Fin janvier, la sentence aurait du être exécutée : s’en était fini du bon vieux mais toujours vaillant XP. Celui-ci devait définitivement s’effacer au profit du seul Windows Vista. Las pour la firme de Redmond, ce dernier n’est toujours pas en odeur de sainteté dans de nombreuses entreprises et administrations. Au point qu’un des arguments les plus couramment utilisés par les fabricants d’ordinateurs s’adressant aux marchés professionnels, particulièrement les grands comptes, est en substance le suivant : « Vous pouvez opter pour XP à la place de Vista ». Ce, grâce à un CD fournit spécialement par Microsoft… Et les DSI ne se font pas prier pour accepter une telle offre, échaudés qu’ils sont par les incompatibilités ou instabilités de  certains logiciels ou matériels avec Vista, ou par l’opinion (injustement ?) négative d’une large part des utilisateurs de PC.
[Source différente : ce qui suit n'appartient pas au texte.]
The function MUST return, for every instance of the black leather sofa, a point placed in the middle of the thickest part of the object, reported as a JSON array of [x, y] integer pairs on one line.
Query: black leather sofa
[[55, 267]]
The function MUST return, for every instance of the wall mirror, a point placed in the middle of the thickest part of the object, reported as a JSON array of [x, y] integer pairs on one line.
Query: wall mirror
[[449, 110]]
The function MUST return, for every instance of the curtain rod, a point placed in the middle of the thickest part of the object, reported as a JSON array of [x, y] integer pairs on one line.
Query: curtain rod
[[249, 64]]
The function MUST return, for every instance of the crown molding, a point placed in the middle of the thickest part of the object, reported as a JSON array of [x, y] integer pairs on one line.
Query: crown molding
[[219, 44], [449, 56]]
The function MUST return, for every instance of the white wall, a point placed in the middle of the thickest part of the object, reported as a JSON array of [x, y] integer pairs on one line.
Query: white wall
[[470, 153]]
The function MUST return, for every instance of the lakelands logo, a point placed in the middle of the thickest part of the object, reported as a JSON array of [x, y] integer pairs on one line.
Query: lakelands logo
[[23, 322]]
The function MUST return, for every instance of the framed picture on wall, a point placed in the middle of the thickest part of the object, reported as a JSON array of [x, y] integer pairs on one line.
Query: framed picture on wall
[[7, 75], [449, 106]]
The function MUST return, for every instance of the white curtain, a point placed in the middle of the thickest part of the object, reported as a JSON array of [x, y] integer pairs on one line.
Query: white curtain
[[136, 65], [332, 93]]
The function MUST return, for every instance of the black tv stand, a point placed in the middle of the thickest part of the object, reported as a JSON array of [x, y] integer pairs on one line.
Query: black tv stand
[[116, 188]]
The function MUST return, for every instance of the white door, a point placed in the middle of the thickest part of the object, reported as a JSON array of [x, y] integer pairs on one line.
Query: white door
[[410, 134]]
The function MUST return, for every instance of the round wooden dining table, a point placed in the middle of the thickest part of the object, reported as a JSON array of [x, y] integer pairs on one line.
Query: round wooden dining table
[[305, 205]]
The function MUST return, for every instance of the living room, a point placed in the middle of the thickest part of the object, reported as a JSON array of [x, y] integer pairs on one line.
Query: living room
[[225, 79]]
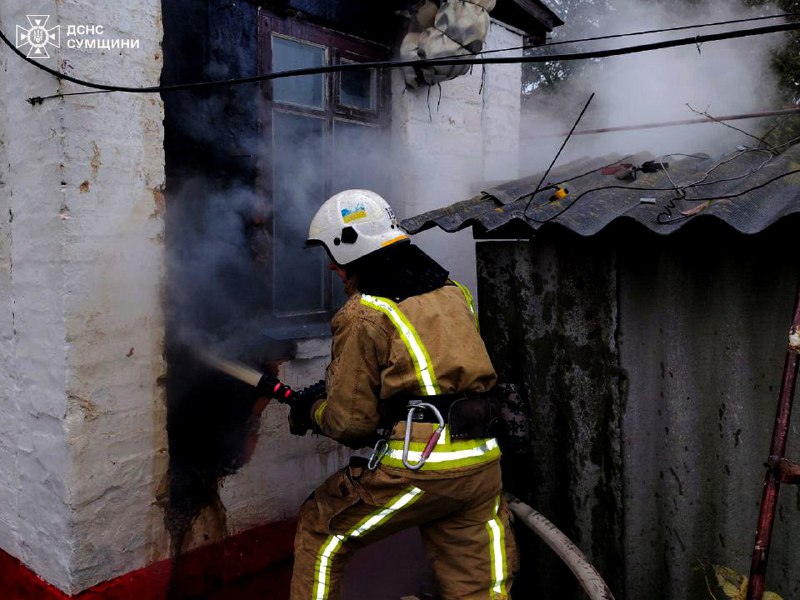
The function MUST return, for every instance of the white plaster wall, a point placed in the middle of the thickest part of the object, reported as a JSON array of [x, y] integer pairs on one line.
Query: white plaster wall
[[448, 149], [83, 454]]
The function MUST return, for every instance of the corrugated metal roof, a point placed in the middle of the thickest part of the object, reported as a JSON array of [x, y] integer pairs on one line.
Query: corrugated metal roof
[[748, 189]]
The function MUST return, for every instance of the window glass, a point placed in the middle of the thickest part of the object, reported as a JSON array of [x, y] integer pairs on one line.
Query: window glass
[[298, 185], [357, 89], [289, 54]]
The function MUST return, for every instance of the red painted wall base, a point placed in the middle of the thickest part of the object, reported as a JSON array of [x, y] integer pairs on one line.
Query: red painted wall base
[[253, 564]]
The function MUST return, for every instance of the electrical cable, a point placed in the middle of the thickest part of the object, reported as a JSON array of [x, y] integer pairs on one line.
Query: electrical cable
[[665, 189], [782, 27], [555, 158], [636, 33]]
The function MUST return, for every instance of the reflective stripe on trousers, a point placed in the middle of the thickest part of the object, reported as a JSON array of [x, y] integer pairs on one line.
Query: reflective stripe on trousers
[[370, 522]]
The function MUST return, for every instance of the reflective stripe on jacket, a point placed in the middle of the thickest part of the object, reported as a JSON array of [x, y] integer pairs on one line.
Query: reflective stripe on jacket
[[426, 344]]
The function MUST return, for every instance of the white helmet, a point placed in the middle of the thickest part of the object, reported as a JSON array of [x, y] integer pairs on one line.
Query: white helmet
[[354, 223]]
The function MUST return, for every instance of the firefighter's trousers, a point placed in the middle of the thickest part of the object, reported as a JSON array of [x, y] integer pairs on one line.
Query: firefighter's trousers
[[462, 517]]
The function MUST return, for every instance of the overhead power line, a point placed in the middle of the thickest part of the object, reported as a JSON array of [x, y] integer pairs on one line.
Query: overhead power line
[[757, 115], [695, 40], [639, 33]]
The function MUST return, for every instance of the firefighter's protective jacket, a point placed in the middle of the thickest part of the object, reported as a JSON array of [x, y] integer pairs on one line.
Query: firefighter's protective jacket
[[387, 351], [375, 360]]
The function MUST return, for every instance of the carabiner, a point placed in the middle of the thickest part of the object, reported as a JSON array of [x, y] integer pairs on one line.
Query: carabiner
[[414, 405], [378, 452]]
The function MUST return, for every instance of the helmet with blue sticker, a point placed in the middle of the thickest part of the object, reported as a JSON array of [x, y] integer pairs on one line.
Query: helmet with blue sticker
[[354, 223]]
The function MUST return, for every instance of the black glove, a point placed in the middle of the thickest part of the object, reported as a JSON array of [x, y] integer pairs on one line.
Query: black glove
[[300, 404]]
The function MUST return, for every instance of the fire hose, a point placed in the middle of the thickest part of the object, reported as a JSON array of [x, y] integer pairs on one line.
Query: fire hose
[[587, 576]]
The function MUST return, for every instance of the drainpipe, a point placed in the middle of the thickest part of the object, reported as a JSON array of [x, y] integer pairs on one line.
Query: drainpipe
[[778, 468]]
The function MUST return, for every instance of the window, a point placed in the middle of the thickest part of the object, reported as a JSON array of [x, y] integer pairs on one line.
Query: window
[[322, 131]]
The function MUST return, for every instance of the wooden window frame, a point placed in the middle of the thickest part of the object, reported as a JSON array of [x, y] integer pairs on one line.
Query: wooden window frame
[[339, 47]]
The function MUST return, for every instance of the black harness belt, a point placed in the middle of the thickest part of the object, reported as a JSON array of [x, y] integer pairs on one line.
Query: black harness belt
[[469, 415]]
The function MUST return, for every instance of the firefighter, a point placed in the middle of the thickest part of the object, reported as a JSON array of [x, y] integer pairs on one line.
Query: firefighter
[[409, 377]]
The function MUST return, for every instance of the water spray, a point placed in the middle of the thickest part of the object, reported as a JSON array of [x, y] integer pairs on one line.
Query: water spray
[[268, 385]]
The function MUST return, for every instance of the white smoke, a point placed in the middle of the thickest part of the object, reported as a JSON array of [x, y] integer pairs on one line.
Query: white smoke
[[720, 78]]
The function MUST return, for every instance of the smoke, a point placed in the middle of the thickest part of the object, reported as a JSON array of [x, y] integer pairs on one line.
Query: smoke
[[720, 78]]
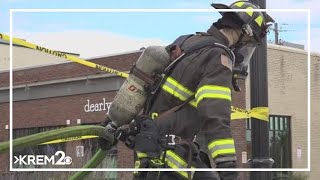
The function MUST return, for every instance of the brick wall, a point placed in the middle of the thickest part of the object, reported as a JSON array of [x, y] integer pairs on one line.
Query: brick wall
[[55, 111], [287, 81]]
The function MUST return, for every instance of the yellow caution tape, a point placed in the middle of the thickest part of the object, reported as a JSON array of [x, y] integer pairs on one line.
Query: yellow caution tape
[[63, 55], [69, 139], [261, 113]]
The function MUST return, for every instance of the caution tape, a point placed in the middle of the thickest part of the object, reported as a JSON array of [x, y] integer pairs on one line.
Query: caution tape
[[261, 113], [69, 139], [63, 55]]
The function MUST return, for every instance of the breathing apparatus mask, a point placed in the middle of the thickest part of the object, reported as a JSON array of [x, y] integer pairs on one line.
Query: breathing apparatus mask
[[243, 50]]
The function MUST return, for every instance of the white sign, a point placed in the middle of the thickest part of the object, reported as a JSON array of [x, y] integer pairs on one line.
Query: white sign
[[43, 159], [244, 157], [100, 106], [299, 152], [80, 151]]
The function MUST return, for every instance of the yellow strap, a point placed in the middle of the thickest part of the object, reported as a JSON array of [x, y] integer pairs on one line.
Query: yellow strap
[[259, 20], [63, 55], [69, 139], [220, 142], [223, 152], [261, 113]]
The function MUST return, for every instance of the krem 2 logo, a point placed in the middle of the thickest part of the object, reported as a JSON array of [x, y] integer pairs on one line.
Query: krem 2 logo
[[59, 158]]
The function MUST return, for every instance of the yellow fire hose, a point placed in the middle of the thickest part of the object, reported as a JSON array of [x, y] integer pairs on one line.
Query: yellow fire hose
[[69, 132]]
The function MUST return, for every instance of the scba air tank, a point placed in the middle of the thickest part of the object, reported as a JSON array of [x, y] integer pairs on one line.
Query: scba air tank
[[132, 95]]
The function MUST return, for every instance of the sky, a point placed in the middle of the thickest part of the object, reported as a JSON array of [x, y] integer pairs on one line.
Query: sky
[[102, 33]]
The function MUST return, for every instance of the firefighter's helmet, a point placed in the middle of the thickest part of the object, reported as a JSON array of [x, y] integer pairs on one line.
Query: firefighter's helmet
[[255, 23]]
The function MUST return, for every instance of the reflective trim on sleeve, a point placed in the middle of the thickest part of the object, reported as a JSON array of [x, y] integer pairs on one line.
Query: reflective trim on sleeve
[[221, 147], [214, 92], [141, 155], [225, 159], [173, 160], [177, 90]]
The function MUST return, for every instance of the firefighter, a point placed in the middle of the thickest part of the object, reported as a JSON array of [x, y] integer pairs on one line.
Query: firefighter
[[195, 97]]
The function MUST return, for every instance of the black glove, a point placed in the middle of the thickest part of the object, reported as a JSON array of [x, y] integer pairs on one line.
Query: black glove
[[105, 143], [228, 175]]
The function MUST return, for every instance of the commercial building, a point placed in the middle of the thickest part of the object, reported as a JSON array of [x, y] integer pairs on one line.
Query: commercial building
[[69, 94]]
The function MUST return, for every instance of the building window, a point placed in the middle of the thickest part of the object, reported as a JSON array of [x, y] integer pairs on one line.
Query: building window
[[48, 149], [279, 142]]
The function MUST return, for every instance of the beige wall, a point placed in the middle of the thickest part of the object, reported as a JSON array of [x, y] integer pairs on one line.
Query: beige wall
[[24, 57], [287, 81]]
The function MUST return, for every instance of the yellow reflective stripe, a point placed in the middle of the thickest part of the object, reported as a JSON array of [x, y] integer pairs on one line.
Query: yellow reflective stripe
[[172, 92], [193, 103], [223, 152], [213, 91], [173, 166], [154, 115], [221, 147], [173, 160], [250, 13], [177, 158], [239, 4], [179, 86], [259, 20], [213, 87], [177, 90], [213, 96], [141, 155], [220, 142]]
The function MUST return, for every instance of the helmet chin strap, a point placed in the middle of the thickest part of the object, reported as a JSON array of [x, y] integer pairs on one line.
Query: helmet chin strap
[[238, 43]]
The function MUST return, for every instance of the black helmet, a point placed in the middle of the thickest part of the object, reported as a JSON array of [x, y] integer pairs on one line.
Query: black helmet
[[254, 23]]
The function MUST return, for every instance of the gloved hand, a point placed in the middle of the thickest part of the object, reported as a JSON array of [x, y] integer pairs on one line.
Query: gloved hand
[[228, 175], [109, 140]]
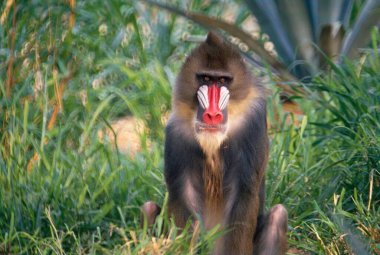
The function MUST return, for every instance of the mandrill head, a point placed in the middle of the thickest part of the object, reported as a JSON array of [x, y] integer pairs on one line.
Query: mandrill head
[[213, 91]]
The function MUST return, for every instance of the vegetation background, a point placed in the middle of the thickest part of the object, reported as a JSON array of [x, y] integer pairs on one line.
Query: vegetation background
[[71, 69]]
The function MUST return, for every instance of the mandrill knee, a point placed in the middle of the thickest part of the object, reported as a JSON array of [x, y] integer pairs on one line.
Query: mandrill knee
[[278, 216], [149, 212]]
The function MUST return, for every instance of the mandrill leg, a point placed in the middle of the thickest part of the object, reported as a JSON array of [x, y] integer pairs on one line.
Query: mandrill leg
[[271, 232], [149, 212]]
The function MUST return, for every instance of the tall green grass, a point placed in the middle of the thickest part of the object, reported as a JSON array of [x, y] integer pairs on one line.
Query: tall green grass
[[65, 191]]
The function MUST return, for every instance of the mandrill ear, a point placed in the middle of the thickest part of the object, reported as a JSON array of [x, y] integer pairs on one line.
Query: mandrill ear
[[213, 39]]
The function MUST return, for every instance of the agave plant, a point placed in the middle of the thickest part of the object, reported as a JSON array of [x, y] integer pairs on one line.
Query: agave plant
[[304, 32]]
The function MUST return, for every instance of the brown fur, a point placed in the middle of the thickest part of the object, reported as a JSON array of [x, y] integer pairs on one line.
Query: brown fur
[[219, 176]]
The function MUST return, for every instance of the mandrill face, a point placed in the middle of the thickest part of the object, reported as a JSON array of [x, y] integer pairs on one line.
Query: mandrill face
[[213, 96]]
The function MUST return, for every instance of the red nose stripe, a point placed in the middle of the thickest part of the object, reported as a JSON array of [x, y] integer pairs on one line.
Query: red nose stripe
[[213, 115]]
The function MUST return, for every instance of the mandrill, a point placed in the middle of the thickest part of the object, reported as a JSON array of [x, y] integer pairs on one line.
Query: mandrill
[[216, 152]]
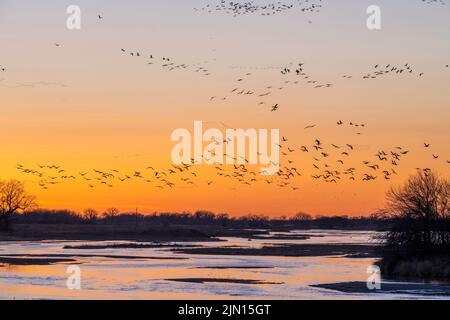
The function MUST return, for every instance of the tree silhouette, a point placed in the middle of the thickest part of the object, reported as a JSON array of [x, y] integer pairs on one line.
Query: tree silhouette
[[13, 200], [421, 209]]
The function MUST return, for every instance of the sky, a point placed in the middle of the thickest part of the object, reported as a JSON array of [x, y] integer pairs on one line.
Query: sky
[[86, 105]]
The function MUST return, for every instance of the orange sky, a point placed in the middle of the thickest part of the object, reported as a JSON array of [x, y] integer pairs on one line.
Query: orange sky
[[85, 105]]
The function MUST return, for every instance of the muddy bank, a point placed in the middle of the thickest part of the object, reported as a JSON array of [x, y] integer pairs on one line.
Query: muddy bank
[[128, 246], [222, 280], [37, 232], [360, 287], [289, 250], [234, 267], [27, 261]]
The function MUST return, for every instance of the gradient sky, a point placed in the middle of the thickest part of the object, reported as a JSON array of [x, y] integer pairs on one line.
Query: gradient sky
[[85, 105]]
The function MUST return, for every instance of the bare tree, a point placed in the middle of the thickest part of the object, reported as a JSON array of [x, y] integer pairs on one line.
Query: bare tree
[[422, 210], [13, 199]]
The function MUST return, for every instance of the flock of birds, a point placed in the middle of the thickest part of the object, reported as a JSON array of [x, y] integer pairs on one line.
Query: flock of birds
[[167, 63], [292, 75], [321, 161], [237, 8], [328, 162], [389, 69]]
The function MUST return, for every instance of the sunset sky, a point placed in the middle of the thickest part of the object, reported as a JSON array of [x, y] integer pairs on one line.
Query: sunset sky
[[86, 105]]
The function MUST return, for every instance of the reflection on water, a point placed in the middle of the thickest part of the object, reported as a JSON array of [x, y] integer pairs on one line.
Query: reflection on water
[[123, 278]]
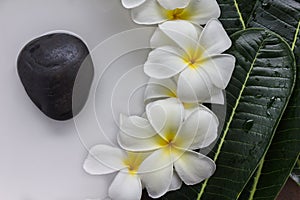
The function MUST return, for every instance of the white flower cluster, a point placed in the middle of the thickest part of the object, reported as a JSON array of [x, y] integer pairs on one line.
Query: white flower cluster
[[187, 67]]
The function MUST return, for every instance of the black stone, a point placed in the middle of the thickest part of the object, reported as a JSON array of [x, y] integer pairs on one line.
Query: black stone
[[48, 67]]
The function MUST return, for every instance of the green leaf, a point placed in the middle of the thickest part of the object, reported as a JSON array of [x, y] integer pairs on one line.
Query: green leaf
[[283, 18], [296, 172], [235, 14], [256, 98]]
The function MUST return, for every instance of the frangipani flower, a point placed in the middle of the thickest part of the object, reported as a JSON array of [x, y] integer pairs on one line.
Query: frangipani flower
[[104, 159], [167, 4], [195, 54], [167, 88], [173, 139], [158, 11]]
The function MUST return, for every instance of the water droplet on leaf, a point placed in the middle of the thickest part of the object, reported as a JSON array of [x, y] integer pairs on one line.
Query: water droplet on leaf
[[248, 125], [271, 102]]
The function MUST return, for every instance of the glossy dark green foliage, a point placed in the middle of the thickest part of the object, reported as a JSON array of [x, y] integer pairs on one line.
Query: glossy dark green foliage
[[256, 98], [282, 17], [296, 172]]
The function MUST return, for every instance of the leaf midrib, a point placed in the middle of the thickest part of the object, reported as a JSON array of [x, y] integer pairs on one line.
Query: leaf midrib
[[258, 174], [232, 114]]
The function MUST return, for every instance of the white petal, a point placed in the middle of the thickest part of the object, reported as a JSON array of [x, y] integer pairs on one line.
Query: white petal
[[214, 38], [194, 86], [173, 4], [176, 182], [185, 34], [130, 143], [203, 10], [219, 68], [104, 159], [132, 3], [160, 39], [165, 116], [156, 173], [199, 130], [126, 187], [165, 62], [160, 88], [189, 108], [193, 167], [148, 13], [136, 126]]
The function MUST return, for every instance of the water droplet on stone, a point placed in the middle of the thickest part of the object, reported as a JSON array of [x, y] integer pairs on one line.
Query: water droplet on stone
[[48, 67], [248, 125]]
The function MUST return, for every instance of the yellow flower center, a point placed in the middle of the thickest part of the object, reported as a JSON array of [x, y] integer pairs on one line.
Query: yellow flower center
[[167, 141], [193, 58], [178, 13], [133, 162]]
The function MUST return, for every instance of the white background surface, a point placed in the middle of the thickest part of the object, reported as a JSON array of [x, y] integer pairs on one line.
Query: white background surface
[[41, 159]]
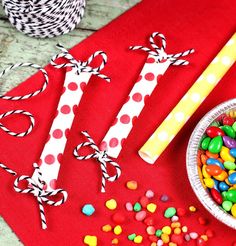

Conséquence directe: Selon la BBC, premier média à avoir sorti cette information, Microsoft accepte de prolonger jusqu’au mois de mai l’option de rétrogradation de Vista à XP (puisque ce dernier ne doit plus normalement être fourni avec un PC neuf). Revendeurs comme intégrateurs pourront commander XP jusqu’au 31 janvier, mais l’éditeur assurera les livraisons jusqu’à fin mai. Quant aux netbooks, moins nombreux désormais à « tourner » sous Linux, ils pourront  être vendus avec XP jusqu’en juin 2010.
Conséquence indirecte : l’arrivée de Windows 7 été sans doute avancée à la rentrée 2009 voire même plus tôt, un passage direct de XP à Windows 7 n’est plus inconcevable pour certains constructeurs d’ordinateurs.

Il faut dire que les dernières statistiques, publiées en novembre dernier par Market Share et concernant la part d’internautes exploitant une plateforme Windows, montrent un tassement certain : 90 %. Un chiffre certes digne de la réélection d’un dictateur, mais qui baisse de près d’un point par rapport à octobre. Un chiffre qui n’a en outre jamais été aussi faible depuis très longtemps et qui montre que Mac OS X et dans une moindre mesure Linux, tirent les marrons du feu.